For patients with a measurable monoclonal protein by SPE (M-spike), the relative change in the involved HLC or dHLC (involved - uninvolved) concentration has been shown to be equivalent to the relative change in the M-spike (Section 11.5.2) . Michallet et al.  compared responses assigned using Hevylite assays with those assigned using standard IMWG criteria for 463 newly diagnosed IgG and IgA IIMM patients enrolled in the IFM-2009 trial. Hevylite responses were based on changes in dHLC concentrations, and a complete response required normalisation of the HLC ratio (in addition to <5% bone marrow plasma cells). Post-consolidation therapy, there was a good agreement in assigned responses for ≤PR (79%) and ≥CR (92%) categories. By contrast, for patients with a very good PR (VGPR) by IMWG criteria, assigned HLC responses were concordant in only 45% (102/225) cases, with the remainder assigned as PR (18/225) or ≥CR (105/225) by HLC. The clinical outcome was significantly different between these HLC response categories (PR: PFS = 21.3 months; VGPR: PFS = 28.9 months; CR: median PFS not reached. p<0.0001), and the authors conclude that HLC responses correlate better with clinical outcome than current IMWG criteria.
Clinical case history 1
Confirmation of disease progression in a patient with a broadly migrating IgA monoclonal protein.

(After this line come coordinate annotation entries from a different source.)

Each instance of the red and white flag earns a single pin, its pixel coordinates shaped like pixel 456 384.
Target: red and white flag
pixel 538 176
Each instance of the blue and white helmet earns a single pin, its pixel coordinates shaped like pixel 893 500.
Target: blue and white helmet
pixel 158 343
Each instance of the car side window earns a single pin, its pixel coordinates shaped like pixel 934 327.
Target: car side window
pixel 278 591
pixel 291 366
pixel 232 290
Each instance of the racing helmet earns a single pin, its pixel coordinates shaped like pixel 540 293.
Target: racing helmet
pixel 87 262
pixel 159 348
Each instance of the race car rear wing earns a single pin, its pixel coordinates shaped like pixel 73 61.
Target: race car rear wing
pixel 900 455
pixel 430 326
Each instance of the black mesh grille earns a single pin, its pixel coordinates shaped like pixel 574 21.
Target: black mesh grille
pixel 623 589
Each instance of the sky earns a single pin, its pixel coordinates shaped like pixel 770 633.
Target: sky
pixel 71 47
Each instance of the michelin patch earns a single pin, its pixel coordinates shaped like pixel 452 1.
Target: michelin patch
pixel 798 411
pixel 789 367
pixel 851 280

. SPE showed a 48 g/L broadly migrating monoclonal protein in the γ-region. The monoclonal protein was identified as an IgAκ intact immunoglobulin by sIFE (Figure 18.11). Total IgA levels were 47.2 g/L and there was an abnormal sFLC κ/λ ratio (7.0). A bone marrow biopsy indicated 40% monoclonal κ-restricted plasma cells. A bone survey revealed diffuse osteopenia, multiple small lytic lesions and a lesion consistent with plasmacytoma in one of the thoracic vertebrae. The patient was diagnosed with MM (Durie Salmon stage IIIA).

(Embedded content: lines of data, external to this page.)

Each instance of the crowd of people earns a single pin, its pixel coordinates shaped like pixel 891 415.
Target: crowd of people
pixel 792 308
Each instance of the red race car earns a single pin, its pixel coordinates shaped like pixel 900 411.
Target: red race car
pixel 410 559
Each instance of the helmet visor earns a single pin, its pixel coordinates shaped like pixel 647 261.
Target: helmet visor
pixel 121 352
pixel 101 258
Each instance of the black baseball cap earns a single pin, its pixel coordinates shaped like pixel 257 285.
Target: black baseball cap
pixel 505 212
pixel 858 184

The patient was successfully treated and achieved a serum and urine IFE CR, which was sustained for 18 months. Subsequently, the patient relapsed with monoclonal IgAκ (39.2 g/L), as detected by electrophoresis. She was successfully treated with Revlimid and dexamethasone, achieving a second CR (Figure 18.11, August 2010). Between August and October 2010, although electrophoresis remained negative, total IgA levels increased steadily and became abnormal. Concurrently, the patient developed a lung infection (Figure 18.11, October 2010). The elevation of serum IgA may have been attributable to the infection or, given the patient’s history, due to disease relapse. However, IFE did not identify a monoclonal protein until January 2011.
Retrospective HLC analysis was performed on the equivocal samples taken between January 2008 and January 2011 (Figure 18.12) The IgAκ/IgAλ HLC ratio decreased in response to treatment after the first relapse (January 2008) but did not normalise, possibly indicating residual disease. In the following months, HLC ratios increased steadily, supporting the existence of an abnormal clone despite the apparently normal IFE results.
The authors concluded that IgA HLC assays were particularly beneficial for monitoring this broadly migrating monoclonal protein, which was difficult to identify and quantify by serum electrophoretic techniques. In addition, IgA HLC was more sensitive than electrophoresis measurements for detecting disease relapse.